Although many dental assistants earn certification or a certificate of knowledge-based competence because it is required by their state, many do not. According to DANB, approximately 11% of dental assistants are DANB certified, although many more hold DANB certificates of knowledge-based competence. DANB offers opportunities for dental assistants to earn CDA certification or certificates of knowledge-based competence in a number of areas such as radiation health and safety, coronal polishing, and infection control. DANB even offers more advanced certifications, such as certified preventive functions dental assistant and certified restorative functions dental assistant certification.14
In June 2020, theAmerican Dental Assistants Association (ADAA) submitted correspondence to state dental boards recommending a minimum standard of training and annual continuing education in infection control for all dental assistants be instituted to protect the public from harm.15 Unfortunately, the recommendation was met with resistance or fell on deaf ears in states that do not provide oversight of dental assistants. Although state dental boards may write rules for the scope of duties a dental assistant may provide, unregulated dental assistants are usually not required to take continuing education courses to stay current in dental materials, occupational safety, sterilization procedures, proper personal protective equipment, or standard infection control procedures.

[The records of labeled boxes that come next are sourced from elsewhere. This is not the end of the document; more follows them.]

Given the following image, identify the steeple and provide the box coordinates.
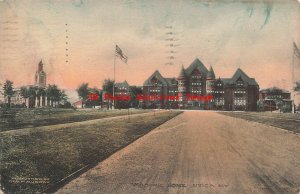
[178,65,185,79]
[38,60,44,72]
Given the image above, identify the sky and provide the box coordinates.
[0,0,300,101]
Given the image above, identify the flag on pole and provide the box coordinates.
[116,45,128,64]
[293,42,300,59]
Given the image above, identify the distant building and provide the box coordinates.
[259,87,292,112]
[259,87,291,100]
[114,80,132,108]
[35,60,47,88]
[143,59,259,111]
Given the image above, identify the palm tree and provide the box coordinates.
[36,87,46,106]
[3,80,15,107]
[46,84,59,106]
[58,90,69,104]
[294,81,300,92]
[28,86,36,108]
[76,83,90,108]
[21,86,29,108]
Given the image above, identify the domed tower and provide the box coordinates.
[35,60,46,88]
[177,65,186,106]
[206,66,216,95]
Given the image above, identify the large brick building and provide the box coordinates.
[143,59,259,110]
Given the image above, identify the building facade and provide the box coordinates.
[34,60,47,88]
[143,59,259,111]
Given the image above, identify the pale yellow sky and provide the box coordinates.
[0,0,300,95]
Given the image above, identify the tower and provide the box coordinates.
[35,60,47,88]
[177,66,186,106]
[206,66,216,95]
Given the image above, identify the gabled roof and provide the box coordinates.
[231,68,258,85]
[143,70,168,86]
[165,77,177,85]
[178,65,186,78]
[185,58,208,76]
[221,78,233,85]
[207,66,216,79]
[115,80,130,89]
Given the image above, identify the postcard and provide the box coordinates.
[0,0,300,194]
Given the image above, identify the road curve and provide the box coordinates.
[57,111,300,194]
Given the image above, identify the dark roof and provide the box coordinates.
[143,70,168,86]
[165,77,177,85]
[178,65,186,78]
[220,78,233,85]
[115,80,130,89]
[231,68,258,85]
[185,58,208,76]
[207,66,216,79]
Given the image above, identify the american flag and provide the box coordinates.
[293,42,300,59]
[116,45,128,64]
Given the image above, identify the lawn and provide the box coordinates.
[0,111,181,193]
[0,108,149,131]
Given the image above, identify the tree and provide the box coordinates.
[21,86,29,108]
[76,83,89,108]
[3,80,15,107]
[294,81,300,92]
[28,86,36,108]
[86,87,102,108]
[102,79,115,94]
[36,87,46,106]
[58,90,69,104]
[102,79,115,108]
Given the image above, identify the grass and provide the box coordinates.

The ADAA had this to say about some dental boards choosing not to regulate dental assistants: “It is possible that the costs of regulating the dental-assisting profession may be influencing decisions. If this is the case, the ADAA believes public safety and health outweigh the costs of regulation. There may also be lack of awareness when evaluating the important role filled by dental assistants in a dental team. Greater awareness recognizing the critical role of a dental assistant as a defender of public health is a fundamental step in helping dental boards understand that the regulation, education, licensing, and/or credentialing of dental assistants is necessary.”15
Dental-assisting education and certification are not just recognition of knowledge-based competence; professional credentials also provide the public with a sense of safety and well-being. When the most important job a dental assistant performs on a day-to-day basis is infection control to keep the public safe from unnecessary transmission and harm, isn’t it time for dental assistant education and regulation to become a priority for state policymakers and regulators?